Depuis le XIXe siècle, le café de l'Eglise dresse ses briques rouges face à l'église d'Yainville. Mais peut-être existait-il ici un café bien avant.


Dans les années 1900, le café est tenu par ma grand-tante, Marguerite Mainberte, épouse Henri Bruneau qui, lui travaillait chez Mustad. Le couple édita une carte postale. Henri est mort durant la Grande  guerre.


Ces deux images sont prises, l'une avant, l'autre après l'édification du monument aux morts.
Le café fut longtemps propriété de M. Benard, qui était par ailleurs cultivateur à Yainville. En mars 1903, il suivait la route de Duclair, conduisant une voiture attelée de deux chevaux, lorsqu'on arrivant au hameau de la Fontaine, son attelage fut heurté par une autre voiture attelée d'un cheval. M. Benard descendit et aperçut un homme étendu sans connaissance sous les pieds du cheval du véhicule qui venait de le heurter. Il le releva et le déposa sur l'accotement de la route, puis continua son chemin.
Le blessé a été trouvé quelque temps après. par un cavalier du 9e cuirassiers venant en permission dans sa famille, qui le reconnut pour M. Edouard Jeanne, âgé de 65 an, cultivateur à Saint-Martin-de- Boscherville. Il le fit monter dans sa voiture restée sur la route et le conduisit à son domicile. M. Jeanne a le côté gauche de la tête assez fortement abimé.
(La Vigie de Dieppe).

Au café de l'église se déroula un fait divers étonnant.
En juillet 1932, M. Bénard fêteici  la communion de son fils. On sert du poisson à la famille assemblée. Le lendemain, les restes sont proposés aux 22 convives. Avec de la mayonnaise. 19 y goûtent. Ils sont tous hospitalisés ! Pire : une jeune Pavillaise décède...

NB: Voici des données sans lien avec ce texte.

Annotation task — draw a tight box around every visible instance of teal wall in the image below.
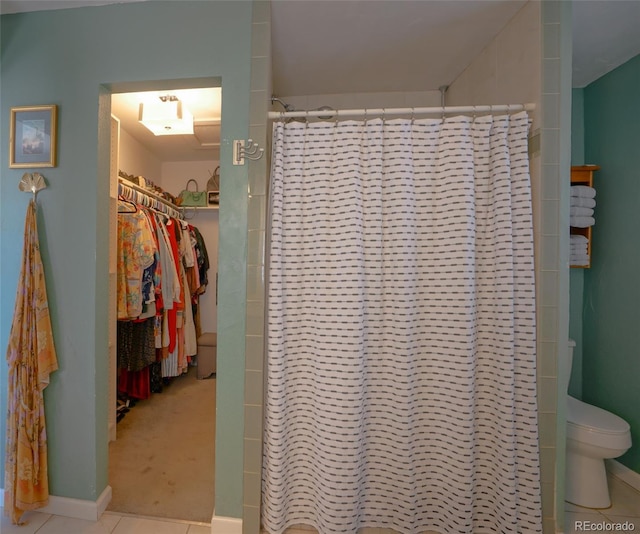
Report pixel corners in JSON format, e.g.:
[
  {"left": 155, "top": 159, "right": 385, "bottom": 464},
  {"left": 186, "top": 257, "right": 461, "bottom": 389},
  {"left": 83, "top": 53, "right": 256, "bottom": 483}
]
[
  {"left": 0, "top": 0, "right": 252, "bottom": 517},
  {"left": 583, "top": 56, "right": 640, "bottom": 472},
  {"left": 569, "top": 89, "right": 586, "bottom": 399}
]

Marie Chéron, une autre grand-tante, avait repris le café du Passage, près du bac d'Yainville, tenu par ma grand-mère, Julia Chéron. Elle ajouta à son actif le café de l'Eglise qui fut tenu aussi par sa fille à l'enseigne de Macchi.
La famille Chéron loua ensuite l'établissement à Armand Greux . On voit sur cette carte postale le père Lévêque, ancien maire rad soc d'Yainville, affublé d'une jambe de bois et qui vivait en bas de la ruede la République.
Puis le café fut loué à Roger et Jeannette Andrieu, de Marseille. Jeannette avait été une amie d'enfance d'Yves Montand. Elle racontait que la mère du  jeune Yvo Lévi criait dans l'escalier avec l'accent méridional : "Yves ! Monte...an ! Monte... an !" Et c'est ainsi qu'il aurait choisi son pseudonyme. Quand Montand passa à l'Omnia de Rouen, Jeannette alla au concert et lui fit passer un mot. Il la reçut dans sa loge en tombant dans ses bras. Roger introduisit la pétanque à Yainville. Un contorsionniste ! Derrière son comptoir, je l'ai vu se toucher le nez avec son pied.  Nanti d'une telle souplesse, il m'a facilement vengé d'un type du Trait qui m'avait fait un œil au cocard dans le café. On y fit des parties de baby-foot mémorables en glissant 20 centimes dans le juke-box. Michèle, la fille de la maison, était un rayon de soleil.

C'est en 1973 que, représentant de commerce, Norbert Mauger reprend le café de l'Eglise. Il préside le club de la Pétanque yainvillaise durant 10 ans puis devient président du comité des fêtes. Il met aussi sur pied une quinzaine commerciale en 1983. Cette année-là, en mars, il est élu conseiller municipal. Il se chargera des travaux, du logements des sports et des loisirs et des jardins fleuris. Norbert Mauger représente aussi Yainville au Sivom et au syndicat de ramassage des ordures ménagères. Il est mort brutalement.



Le café s'est appelé un temps l'Embuscade puis le Relax.